The truth is that discrimination against women is still the order of the day. In all areas, but also in this one that concerns us in particular: that of technology. A study a few months ago, which you will find part of in the article in the link above, collected testimonies of women workers in tech who complained about not being taken seriously. Yes, now, in the 21st century. Yours truly has suffered it herself in the form of comments in my articles scorning the simple fact of talking about women in my articles or with more flagrant things such as reminding me to go back to the kitchen, where I seem to belong by the mere fact of being a female. Not only that, every time we talk about discrimination on our website there is someone saying that "men are better at technology" or that "women don't like this field and that's why there are fewer in it". And this is not to mention the other less pleasant ones.
Well, no, folks, nothing could be further from the truth. The female presence in technology has existed since the beginning of time. Remember the great Margaret Hamilton, the first software engineer in history who was also responsible for the arrival of man (yes, man) to the Moon and who was not known in her day, just to name one. And, there are more and more women entering STEM now, making it less exclusive.

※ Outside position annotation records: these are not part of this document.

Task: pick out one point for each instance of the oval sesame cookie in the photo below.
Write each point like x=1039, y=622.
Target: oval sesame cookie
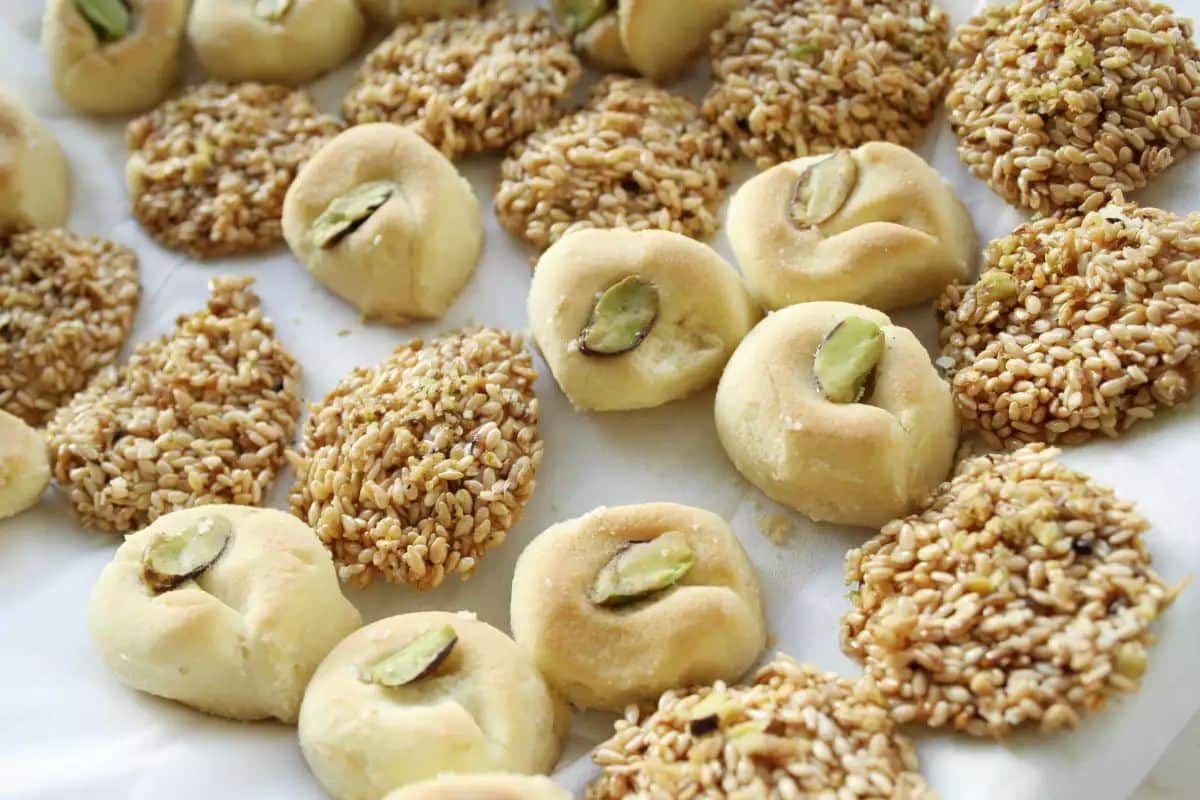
x=1021, y=595
x=635, y=156
x=793, y=732
x=66, y=307
x=468, y=83
x=1056, y=104
x=201, y=415
x=804, y=77
x=412, y=469
x=1080, y=324
x=208, y=170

Even children are increasingly aware of the role of women in science. In fact, a study published last year by Northwestern University (Illinois, United States), and also echoed by The Washington Post, which analyzed 5 decades of drawings that are part of the "Draw a Scientist" program. The data are enlightening: only 3 out of 10 children drew a woman. And even if you think it's a ridiculously low figure, it's a triumph. Yes, that's right. And that's because it has gone up from 0 in the 1980s, to 3 in 2018.
"Given this change in stereotypes, girls in recent years may now develop interests in science more freely than before," said the study's lead author, David Miller, a doctor of psychology. "Previous studies have suggested that these gendered science stereotypes may shape girls' interests in science-related activities and careers.
You can say it louder, but not any more clearly than that. The greater the presence of women's achievements in the media, the more their work is published in sector magazines - something that many say is much more difficult than for their male colleagues - the more visibility they have, the better. For them, for us and for future generations.
The presence of women in the most important technological contests
You don't just have to be an outstanding personality in technology to have a presence. As you know, from here we cover the most important tech events, where professionals from the sector from all over the world meet. Well, two things can also be observed here: that there are more and more women and that it is still insufficient. Here are just two examples:
Here's an example to illustrate that more women are being included: the MWC conference has a Women4Tech program, which has been running for 3 years and dedicates its efforts to giving a voice to women at the event and to promoting diversity.
And yet, here we have another example which shows that there's still not enough inclusion: CES has not, for the second consecutive year, had any women as speakers on any of its panels. CES still feeds the sexist narratives that many have been working to change according to Mashable.
Hope for the future
As with everything, let's stay positive. Nowadays, it's not completely taboo to put a female name in history books. One searches under the stones to find all those that were relegated to a second, third or non-existent plane, and one gives voice to the new generations of women that march forward. Feminism is no longer a taboo for many women, and increasingly, many men.
a person who supports the belief that women should have the same rights and opportunities as men
So no, feminism is not a "trend", nor should we fight to achieve it because it's popular at the moment. Equality of rights and opportunities for all people is something that must be fought for always, and at all levels. Including here.